I might try to "instrument" the frame queue a bit more so I can see exactly what's in it and how old they are.  

This suprises me a bit.  I have no active calls on the box at the moment, but still:

voipconnect*CLI> core show channels
Channel              Location             State   Application(Data)
0 active channels0 of 200 max active calls ( 0.00% of capacity)

voipconnect*CLI> iax2 show stats

   IAX Statistics
---------------------
Outstanding frames: 17 (0 ingress, 17 egress)
0 timed and 0 untimed transmits; MTU 178/178/1240
Packets in transmit queue: 14 dead, 14 final, 17 total

Suprises me there are 17 packets in the transmit queue, many of which must be both dead and final.  

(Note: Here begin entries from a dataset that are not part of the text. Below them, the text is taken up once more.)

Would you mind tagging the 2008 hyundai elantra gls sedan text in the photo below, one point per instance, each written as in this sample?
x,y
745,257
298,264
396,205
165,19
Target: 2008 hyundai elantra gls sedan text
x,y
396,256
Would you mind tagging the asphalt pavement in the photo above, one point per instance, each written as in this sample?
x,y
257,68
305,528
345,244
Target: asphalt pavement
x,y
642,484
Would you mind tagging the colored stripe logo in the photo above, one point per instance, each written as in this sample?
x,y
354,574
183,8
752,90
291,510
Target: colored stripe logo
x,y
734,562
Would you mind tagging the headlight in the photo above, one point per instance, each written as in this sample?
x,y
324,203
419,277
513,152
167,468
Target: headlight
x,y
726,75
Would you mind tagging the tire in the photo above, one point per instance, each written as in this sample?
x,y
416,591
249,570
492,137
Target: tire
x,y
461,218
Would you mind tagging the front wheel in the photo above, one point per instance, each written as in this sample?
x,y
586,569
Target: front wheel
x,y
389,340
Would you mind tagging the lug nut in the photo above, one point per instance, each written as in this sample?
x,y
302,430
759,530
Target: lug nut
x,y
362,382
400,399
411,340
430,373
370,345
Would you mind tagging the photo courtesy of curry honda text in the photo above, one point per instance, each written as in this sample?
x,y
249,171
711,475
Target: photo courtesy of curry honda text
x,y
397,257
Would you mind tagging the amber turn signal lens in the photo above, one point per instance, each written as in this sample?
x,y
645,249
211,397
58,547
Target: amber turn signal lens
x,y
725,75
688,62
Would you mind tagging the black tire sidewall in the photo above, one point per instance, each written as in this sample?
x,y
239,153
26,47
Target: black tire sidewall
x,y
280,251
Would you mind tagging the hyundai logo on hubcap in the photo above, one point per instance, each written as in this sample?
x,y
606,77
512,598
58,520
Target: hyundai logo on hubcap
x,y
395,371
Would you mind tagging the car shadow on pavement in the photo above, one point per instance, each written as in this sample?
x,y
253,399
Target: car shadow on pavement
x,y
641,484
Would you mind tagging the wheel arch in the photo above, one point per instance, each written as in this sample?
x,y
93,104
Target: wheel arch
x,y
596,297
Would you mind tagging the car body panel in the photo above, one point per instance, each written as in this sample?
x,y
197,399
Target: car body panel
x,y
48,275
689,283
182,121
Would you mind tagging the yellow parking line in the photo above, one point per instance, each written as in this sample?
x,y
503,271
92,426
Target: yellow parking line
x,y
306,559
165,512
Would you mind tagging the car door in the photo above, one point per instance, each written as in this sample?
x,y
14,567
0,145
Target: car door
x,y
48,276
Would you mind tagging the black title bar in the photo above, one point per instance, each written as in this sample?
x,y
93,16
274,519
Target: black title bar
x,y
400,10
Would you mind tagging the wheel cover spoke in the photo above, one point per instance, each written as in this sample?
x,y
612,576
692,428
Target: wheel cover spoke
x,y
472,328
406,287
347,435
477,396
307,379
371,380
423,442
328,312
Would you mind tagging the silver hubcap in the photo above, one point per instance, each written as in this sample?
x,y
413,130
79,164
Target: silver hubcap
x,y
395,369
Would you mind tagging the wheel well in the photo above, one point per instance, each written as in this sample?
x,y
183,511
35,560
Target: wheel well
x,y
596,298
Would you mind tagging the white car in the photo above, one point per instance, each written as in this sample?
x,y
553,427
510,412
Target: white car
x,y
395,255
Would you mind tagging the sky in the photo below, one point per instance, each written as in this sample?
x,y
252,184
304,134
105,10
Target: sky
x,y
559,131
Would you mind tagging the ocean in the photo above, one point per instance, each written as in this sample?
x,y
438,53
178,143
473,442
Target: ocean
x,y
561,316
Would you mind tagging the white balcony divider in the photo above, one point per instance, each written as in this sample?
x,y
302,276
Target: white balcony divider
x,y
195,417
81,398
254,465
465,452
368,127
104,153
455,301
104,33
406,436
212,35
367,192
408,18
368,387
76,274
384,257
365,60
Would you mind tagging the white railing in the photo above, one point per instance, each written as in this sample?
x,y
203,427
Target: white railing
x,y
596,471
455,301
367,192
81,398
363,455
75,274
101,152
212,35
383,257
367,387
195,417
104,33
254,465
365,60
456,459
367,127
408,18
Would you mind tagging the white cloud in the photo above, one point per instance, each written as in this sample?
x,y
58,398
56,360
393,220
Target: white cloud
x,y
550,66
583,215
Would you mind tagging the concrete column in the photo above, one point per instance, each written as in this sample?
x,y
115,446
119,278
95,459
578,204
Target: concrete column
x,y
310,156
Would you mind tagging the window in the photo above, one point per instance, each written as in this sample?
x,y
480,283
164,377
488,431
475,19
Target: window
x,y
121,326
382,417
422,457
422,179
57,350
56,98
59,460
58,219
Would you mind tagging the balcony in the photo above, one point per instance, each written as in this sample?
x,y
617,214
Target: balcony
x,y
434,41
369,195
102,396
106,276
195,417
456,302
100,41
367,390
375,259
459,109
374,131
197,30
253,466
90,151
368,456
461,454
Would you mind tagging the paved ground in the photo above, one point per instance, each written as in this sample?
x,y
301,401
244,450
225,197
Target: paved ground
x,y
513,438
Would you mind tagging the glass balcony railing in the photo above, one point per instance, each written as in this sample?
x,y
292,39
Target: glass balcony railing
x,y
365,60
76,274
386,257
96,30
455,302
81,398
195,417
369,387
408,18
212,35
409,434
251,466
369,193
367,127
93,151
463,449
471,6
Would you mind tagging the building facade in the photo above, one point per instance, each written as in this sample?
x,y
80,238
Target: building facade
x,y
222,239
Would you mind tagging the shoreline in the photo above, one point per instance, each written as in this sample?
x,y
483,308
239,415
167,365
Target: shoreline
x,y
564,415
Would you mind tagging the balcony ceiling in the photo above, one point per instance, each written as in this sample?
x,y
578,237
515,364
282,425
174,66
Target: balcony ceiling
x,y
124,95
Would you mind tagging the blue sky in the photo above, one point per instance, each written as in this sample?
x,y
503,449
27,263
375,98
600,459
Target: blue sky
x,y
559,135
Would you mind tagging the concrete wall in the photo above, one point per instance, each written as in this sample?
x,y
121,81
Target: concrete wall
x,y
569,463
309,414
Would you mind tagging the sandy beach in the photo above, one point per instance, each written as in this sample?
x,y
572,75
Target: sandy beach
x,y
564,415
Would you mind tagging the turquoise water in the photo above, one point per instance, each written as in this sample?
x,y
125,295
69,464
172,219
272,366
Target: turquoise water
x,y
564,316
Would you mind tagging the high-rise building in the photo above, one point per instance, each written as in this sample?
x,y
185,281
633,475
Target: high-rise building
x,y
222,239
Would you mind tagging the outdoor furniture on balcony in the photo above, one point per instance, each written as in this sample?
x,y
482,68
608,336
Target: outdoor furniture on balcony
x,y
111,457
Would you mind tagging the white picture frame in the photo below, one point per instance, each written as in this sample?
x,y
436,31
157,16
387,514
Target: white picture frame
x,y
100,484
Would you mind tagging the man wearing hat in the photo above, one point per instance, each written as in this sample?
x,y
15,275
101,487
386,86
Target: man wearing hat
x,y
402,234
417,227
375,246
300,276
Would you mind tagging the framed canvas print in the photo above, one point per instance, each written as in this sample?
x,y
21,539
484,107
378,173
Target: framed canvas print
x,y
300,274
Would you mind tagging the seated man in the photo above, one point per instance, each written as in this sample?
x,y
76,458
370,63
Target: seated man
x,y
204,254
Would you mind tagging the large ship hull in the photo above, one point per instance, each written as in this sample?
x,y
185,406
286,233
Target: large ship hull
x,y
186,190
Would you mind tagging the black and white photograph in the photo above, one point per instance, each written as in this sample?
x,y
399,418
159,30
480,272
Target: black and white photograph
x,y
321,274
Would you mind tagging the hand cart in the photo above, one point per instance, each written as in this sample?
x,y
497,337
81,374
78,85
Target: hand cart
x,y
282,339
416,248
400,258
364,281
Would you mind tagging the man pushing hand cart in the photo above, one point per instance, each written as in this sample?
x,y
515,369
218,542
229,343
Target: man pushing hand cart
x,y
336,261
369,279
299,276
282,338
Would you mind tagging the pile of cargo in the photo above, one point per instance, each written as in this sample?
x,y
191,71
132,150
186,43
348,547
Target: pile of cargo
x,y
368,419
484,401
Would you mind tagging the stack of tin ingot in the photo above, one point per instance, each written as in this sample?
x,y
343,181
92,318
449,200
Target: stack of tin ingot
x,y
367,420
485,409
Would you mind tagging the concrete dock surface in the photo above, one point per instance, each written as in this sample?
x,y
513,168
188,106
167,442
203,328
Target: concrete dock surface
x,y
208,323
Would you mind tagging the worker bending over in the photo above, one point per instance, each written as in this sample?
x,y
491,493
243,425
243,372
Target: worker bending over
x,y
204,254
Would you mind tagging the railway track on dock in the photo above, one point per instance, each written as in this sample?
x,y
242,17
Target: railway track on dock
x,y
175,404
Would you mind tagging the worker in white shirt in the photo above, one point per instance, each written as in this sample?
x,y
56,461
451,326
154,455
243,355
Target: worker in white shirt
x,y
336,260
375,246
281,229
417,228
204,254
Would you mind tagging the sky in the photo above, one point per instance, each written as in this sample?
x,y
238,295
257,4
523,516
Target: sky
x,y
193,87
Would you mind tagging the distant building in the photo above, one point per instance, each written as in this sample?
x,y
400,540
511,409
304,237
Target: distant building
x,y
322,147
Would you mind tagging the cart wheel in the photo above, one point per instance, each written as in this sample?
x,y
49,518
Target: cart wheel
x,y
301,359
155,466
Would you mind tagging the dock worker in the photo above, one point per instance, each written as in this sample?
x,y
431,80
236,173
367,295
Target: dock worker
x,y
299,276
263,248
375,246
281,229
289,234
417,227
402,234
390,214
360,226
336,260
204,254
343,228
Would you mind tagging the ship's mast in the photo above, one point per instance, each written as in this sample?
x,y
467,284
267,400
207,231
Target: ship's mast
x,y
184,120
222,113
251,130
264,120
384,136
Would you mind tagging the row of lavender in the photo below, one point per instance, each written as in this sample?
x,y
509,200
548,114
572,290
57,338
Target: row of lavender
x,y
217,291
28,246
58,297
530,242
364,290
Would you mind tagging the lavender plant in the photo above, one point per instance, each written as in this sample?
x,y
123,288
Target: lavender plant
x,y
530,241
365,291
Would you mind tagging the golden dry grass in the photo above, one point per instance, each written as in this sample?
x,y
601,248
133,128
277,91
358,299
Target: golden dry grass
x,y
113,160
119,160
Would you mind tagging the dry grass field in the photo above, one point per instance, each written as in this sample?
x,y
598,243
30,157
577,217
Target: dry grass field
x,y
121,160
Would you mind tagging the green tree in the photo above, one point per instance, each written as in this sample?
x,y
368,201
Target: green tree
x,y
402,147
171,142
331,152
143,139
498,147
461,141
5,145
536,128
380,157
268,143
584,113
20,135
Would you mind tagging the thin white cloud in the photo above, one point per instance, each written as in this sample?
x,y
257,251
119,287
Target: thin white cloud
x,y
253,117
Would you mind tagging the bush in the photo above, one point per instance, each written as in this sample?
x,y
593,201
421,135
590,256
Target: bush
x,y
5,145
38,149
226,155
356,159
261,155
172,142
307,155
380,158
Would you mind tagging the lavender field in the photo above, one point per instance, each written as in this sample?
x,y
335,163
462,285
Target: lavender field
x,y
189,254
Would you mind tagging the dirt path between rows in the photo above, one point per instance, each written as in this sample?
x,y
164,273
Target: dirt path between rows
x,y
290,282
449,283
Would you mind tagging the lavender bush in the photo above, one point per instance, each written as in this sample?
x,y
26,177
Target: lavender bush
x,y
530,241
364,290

Maybe there is a logic error in the new multi-threaded stuff that results in packets occasionally being left in the transmit queue.

Steve

By: Steve Davies . (stevedavies) 2007-08-02 00:49:00

Steve thinks this issue will probably be solved by the patch on bug 10289.

By: Russell Bryant (russell) 2007-08-02 09:50:53

I'm closing this as fixed as the patch from 10289 probably fixed this problem.  If you still have a problem after upgrading, please let me know.  Thanks!